This movie looks GOOD. There’s no question that Cameron and all the people who worked on the special effects, cinematography and editing succeeded in their efforts to create a believable world. This is the best world building I’ve ever seen in a film. Still, I have a few quibbles.
We are told, near the beginning of the film, that “everything that flies, walks or squats in the mud wants to kill you”. There were some pretty scary, frightening beasts in the film, but there was a big hole, I thought. Where were the dangerous insects? The snakes? The poisonous plants, thorn-throwing bushes, the leeches? Also, this is a wet, wet world, yet it didn’t seem to rain very much.
Some people have criticized the floating mountains. I’ll address that in Part 2.
And yet, and yet… this is a wonderful film.
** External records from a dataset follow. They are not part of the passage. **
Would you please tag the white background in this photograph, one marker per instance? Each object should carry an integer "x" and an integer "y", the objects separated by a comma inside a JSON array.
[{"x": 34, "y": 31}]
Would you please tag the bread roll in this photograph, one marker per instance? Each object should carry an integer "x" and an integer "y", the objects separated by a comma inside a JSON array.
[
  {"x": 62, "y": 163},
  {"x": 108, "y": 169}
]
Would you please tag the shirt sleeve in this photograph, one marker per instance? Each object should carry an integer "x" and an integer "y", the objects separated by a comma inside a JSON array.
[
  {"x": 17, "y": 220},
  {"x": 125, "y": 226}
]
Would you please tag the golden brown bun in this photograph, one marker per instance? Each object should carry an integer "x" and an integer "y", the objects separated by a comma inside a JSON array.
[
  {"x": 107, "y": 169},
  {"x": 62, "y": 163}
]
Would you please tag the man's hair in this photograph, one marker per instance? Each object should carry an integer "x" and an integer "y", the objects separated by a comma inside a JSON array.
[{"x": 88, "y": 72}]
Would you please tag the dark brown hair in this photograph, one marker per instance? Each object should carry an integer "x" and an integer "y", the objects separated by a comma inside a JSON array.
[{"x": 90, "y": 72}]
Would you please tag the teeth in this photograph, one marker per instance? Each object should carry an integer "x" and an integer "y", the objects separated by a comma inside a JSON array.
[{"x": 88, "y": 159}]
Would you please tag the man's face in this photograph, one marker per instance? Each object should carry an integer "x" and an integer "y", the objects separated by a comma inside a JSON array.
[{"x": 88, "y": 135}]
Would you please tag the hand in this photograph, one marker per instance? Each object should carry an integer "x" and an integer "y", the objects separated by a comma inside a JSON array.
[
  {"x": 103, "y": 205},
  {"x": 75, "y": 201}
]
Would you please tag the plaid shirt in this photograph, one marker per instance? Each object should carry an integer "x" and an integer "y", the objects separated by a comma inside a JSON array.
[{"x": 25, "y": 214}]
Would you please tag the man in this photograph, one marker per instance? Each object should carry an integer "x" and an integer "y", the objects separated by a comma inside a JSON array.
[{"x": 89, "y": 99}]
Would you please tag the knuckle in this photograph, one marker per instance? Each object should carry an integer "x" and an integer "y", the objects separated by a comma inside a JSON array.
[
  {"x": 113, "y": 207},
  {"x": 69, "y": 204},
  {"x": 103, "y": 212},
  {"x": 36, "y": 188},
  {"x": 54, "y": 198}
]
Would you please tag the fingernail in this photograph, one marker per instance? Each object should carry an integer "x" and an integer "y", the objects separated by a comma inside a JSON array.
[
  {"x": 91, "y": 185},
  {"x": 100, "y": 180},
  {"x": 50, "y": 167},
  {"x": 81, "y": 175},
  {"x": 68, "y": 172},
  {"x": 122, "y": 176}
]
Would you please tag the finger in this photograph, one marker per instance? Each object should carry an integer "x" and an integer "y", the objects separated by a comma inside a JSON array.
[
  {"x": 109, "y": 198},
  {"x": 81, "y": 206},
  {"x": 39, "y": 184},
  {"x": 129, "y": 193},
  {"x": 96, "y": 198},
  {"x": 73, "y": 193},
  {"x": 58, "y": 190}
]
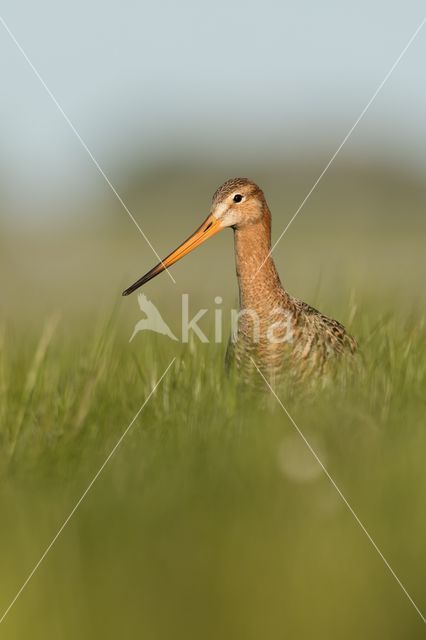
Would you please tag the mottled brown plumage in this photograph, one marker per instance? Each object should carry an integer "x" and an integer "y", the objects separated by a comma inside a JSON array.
[
  {"x": 292, "y": 337},
  {"x": 274, "y": 330}
]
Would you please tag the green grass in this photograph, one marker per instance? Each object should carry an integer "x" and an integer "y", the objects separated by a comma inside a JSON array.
[{"x": 212, "y": 519}]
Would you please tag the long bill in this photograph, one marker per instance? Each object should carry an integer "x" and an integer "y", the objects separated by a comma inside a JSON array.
[{"x": 208, "y": 229}]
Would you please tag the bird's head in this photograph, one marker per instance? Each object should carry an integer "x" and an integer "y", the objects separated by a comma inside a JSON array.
[{"x": 239, "y": 202}]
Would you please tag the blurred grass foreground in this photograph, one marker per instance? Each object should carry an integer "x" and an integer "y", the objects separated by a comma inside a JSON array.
[{"x": 212, "y": 519}]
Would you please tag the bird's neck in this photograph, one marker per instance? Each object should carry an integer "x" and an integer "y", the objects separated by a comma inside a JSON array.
[{"x": 258, "y": 280}]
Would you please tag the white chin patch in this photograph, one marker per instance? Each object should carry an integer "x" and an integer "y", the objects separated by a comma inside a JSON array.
[{"x": 228, "y": 217}]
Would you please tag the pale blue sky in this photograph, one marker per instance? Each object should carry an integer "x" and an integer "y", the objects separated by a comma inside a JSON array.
[{"x": 205, "y": 79}]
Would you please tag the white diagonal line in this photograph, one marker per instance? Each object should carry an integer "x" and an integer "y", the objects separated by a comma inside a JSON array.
[
  {"x": 83, "y": 144},
  {"x": 361, "y": 525},
  {"x": 84, "y": 494},
  {"x": 345, "y": 139}
]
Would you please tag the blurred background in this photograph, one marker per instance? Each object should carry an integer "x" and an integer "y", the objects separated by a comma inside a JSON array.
[
  {"x": 211, "y": 522},
  {"x": 174, "y": 98}
]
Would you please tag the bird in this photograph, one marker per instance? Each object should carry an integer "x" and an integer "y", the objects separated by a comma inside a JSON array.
[{"x": 276, "y": 333}]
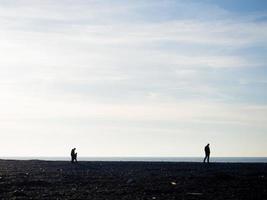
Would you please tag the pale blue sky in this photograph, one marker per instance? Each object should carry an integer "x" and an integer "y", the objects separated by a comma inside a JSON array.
[{"x": 133, "y": 78}]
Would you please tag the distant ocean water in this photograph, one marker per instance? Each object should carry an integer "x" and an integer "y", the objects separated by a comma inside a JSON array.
[{"x": 151, "y": 159}]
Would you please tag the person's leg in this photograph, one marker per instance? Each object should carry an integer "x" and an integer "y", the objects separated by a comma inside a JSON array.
[{"x": 72, "y": 159}]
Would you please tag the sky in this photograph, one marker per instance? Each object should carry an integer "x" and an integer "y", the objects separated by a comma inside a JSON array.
[{"x": 133, "y": 78}]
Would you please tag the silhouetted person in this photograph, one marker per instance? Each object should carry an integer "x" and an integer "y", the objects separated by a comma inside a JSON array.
[
  {"x": 207, "y": 153},
  {"x": 73, "y": 155}
]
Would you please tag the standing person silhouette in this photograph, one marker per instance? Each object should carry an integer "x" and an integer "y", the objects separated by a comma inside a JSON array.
[
  {"x": 207, "y": 153},
  {"x": 73, "y": 155}
]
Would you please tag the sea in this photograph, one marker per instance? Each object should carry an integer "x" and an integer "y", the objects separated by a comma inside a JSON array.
[{"x": 150, "y": 159}]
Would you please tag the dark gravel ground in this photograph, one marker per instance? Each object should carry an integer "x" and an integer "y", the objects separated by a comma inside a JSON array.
[{"x": 131, "y": 180}]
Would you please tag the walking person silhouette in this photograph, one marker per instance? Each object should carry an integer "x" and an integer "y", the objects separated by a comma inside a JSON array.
[
  {"x": 207, "y": 153},
  {"x": 73, "y": 156}
]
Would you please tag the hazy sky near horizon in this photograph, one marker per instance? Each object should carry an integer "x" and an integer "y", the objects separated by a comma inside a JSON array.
[{"x": 133, "y": 78}]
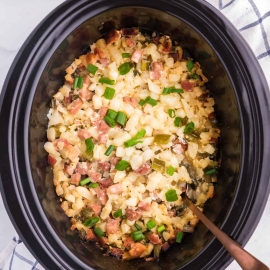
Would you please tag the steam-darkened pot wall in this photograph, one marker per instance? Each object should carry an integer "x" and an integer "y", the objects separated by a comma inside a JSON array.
[{"x": 76, "y": 43}]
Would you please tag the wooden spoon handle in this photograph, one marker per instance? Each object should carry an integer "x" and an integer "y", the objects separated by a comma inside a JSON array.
[{"x": 244, "y": 259}]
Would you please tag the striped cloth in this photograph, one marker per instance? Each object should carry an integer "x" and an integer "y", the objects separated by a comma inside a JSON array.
[{"x": 252, "y": 19}]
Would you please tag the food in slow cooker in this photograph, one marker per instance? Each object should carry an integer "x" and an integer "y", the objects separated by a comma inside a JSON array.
[{"x": 130, "y": 130}]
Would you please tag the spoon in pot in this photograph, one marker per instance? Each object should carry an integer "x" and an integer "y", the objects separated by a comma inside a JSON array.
[{"x": 244, "y": 259}]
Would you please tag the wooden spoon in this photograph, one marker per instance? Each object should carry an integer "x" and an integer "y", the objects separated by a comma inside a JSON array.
[{"x": 244, "y": 259}]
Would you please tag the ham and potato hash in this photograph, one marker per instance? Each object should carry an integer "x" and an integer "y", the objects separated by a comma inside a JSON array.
[{"x": 130, "y": 130}]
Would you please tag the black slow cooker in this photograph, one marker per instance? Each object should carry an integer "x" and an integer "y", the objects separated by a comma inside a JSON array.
[{"x": 242, "y": 104}]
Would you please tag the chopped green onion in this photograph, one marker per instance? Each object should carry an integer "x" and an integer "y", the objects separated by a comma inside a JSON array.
[
  {"x": 89, "y": 145},
  {"x": 106, "y": 81},
  {"x": 99, "y": 232},
  {"x": 171, "y": 113},
  {"x": 171, "y": 195},
  {"x": 109, "y": 121},
  {"x": 137, "y": 227},
  {"x": 112, "y": 113},
  {"x": 177, "y": 121},
  {"x": 92, "y": 69},
  {"x": 190, "y": 65},
  {"x": 151, "y": 224},
  {"x": 179, "y": 237},
  {"x": 118, "y": 213},
  {"x": 109, "y": 150},
  {"x": 170, "y": 170},
  {"x": 122, "y": 165},
  {"x": 210, "y": 172},
  {"x": 126, "y": 55},
  {"x": 121, "y": 118},
  {"x": 124, "y": 68},
  {"x": 91, "y": 221},
  {"x": 109, "y": 93},
  {"x": 161, "y": 228},
  {"x": 137, "y": 236},
  {"x": 85, "y": 181},
  {"x": 189, "y": 128}
]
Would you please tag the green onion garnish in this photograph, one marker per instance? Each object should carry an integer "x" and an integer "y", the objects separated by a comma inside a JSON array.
[
  {"x": 106, "y": 81},
  {"x": 189, "y": 128},
  {"x": 137, "y": 236},
  {"x": 109, "y": 121},
  {"x": 85, "y": 181},
  {"x": 109, "y": 150},
  {"x": 89, "y": 145},
  {"x": 210, "y": 172},
  {"x": 124, "y": 68},
  {"x": 112, "y": 113},
  {"x": 126, "y": 55},
  {"x": 93, "y": 185},
  {"x": 190, "y": 65},
  {"x": 171, "y": 195},
  {"x": 170, "y": 170},
  {"x": 177, "y": 121},
  {"x": 91, "y": 221},
  {"x": 109, "y": 93},
  {"x": 92, "y": 69},
  {"x": 179, "y": 237},
  {"x": 151, "y": 224},
  {"x": 99, "y": 232},
  {"x": 137, "y": 227},
  {"x": 118, "y": 213},
  {"x": 161, "y": 228},
  {"x": 122, "y": 165},
  {"x": 171, "y": 113},
  {"x": 121, "y": 118}
]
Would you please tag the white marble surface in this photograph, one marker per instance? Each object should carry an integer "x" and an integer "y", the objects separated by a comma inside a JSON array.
[{"x": 18, "y": 18}]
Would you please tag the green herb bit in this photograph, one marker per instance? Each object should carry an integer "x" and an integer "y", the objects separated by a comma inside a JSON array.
[
  {"x": 122, "y": 165},
  {"x": 189, "y": 128},
  {"x": 109, "y": 93},
  {"x": 106, "y": 81},
  {"x": 170, "y": 170},
  {"x": 124, "y": 68},
  {"x": 171, "y": 195},
  {"x": 85, "y": 181},
  {"x": 92, "y": 69}
]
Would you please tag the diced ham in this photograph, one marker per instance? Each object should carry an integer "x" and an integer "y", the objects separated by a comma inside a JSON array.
[
  {"x": 75, "y": 179},
  {"x": 128, "y": 243},
  {"x": 75, "y": 106},
  {"x": 102, "y": 126},
  {"x": 130, "y": 42},
  {"x": 137, "y": 249},
  {"x": 133, "y": 215},
  {"x": 101, "y": 195},
  {"x": 115, "y": 189},
  {"x": 154, "y": 239},
  {"x": 94, "y": 176},
  {"x": 105, "y": 182},
  {"x": 102, "y": 111},
  {"x": 83, "y": 134},
  {"x": 187, "y": 85},
  {"x": 144, "y": 169},
  {"x": 96, "y": 208},
  {"x": 51, "y": 160},
  {"x": 104, "y": 166},
  {"x": 136, "y": 56},
  {"x": 131, "y": 100},
  {"x": 112, "y": 225},
  {"x": 102, "y": 138},
  {"x": 144, "y": 206}
]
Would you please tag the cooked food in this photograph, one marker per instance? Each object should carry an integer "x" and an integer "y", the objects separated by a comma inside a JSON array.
[{"x": 130, "y": 130}]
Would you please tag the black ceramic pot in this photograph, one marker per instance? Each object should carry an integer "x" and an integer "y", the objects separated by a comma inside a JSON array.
[{"x": 242, "y": 103}]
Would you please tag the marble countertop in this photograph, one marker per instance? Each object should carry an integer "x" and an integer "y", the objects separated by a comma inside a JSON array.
[{"x": 18, "y": 19}]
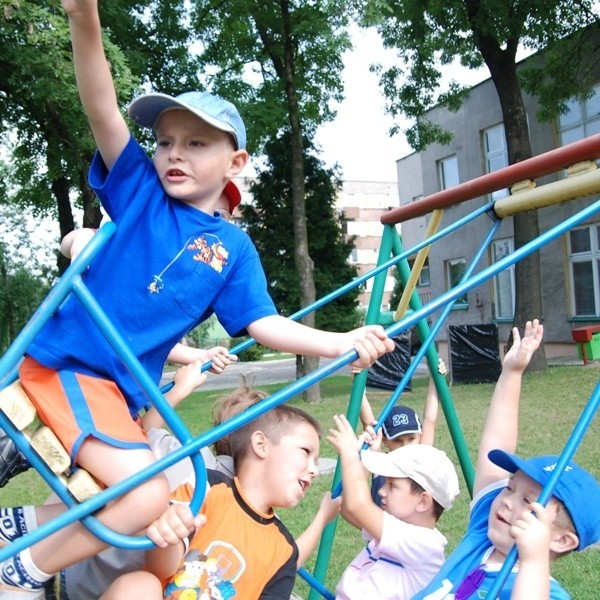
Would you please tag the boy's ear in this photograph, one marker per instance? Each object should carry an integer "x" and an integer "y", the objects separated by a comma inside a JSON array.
[
  {"x": 238, "y": 161},
  {"x": 564, "y": 541},
  {"x": 258, "y": 442},
  {"x": 425, "y": 502}
]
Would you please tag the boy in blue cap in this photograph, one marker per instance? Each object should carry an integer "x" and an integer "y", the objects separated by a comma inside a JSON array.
[
  {"x": 402, "y": 427},
  {"x": 172, "y": 262},
  {"x": 505, "y": 512}
]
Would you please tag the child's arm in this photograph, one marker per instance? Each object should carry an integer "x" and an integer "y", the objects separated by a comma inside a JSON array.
[
  {"x": 532, "y": 536},
  {"x": 358, "y": 507},
  {"x": 94, "y": 80},
  {"x": 176, "y": 524},
  {"x": 286, "y": 335},
  {"x": 502, "y": 420},
  {"x": 185, "y": 381},
  {"x": 72, "y": 244},
  {"x": 309, "y": 538},
  {"x": 218, "y": 355},
  {"x": 430, "y": 410}
]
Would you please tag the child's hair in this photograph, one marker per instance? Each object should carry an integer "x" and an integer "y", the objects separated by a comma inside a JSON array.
[
  {"x": 275, "y": 423},
  {"x": 230, "y": 405}
]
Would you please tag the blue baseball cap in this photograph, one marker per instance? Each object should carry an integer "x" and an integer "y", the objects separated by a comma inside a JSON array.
[
  {"x": 401, "y": 421},
  {"x": 222, "y": 114},
  {"x": 577, "y": 489}
]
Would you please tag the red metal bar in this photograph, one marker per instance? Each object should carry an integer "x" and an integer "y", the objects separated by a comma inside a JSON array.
[{"x": 532, "y": 168}]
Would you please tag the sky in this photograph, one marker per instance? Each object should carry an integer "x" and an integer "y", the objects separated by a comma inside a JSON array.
[{"x": 358, "y": 138}]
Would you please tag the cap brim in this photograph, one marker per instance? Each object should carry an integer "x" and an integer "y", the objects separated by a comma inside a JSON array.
[
  {"x": 146, "y": 109},
  {"x": 380, "y": 463}
]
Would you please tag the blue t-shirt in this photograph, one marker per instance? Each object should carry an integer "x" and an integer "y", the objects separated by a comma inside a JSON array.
[
  {"x": 473, "y": 549},
  {"x": 166, "y": 269}
]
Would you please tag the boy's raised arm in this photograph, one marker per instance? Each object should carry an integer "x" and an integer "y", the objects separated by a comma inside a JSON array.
[
  {"x": 502, "y": 421},
  {"x": 94, "y": 80}
]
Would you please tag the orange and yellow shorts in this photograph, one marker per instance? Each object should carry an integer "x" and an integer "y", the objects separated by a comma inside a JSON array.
[{"x": 77, "y": 406}]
It does just what I want a SF film to do: catch me up and make me believe, take me for a journey that’s fun and exciting, let me care about what happens, even if I can see it coming, and give me a satisfying ending, whether I believe it or not.
There are plenty of plot holes, but it’s a hell of a lot easier to criticize something someone else has done than to do it yourself, and I’m not writing this so I can find fault, I’m sharing my reaction, and the main one I have is that there is a lot to like about this, it’s a lot of fun and worth seeing, and especially worth seeing on the big screen and I’ll be going to see it again.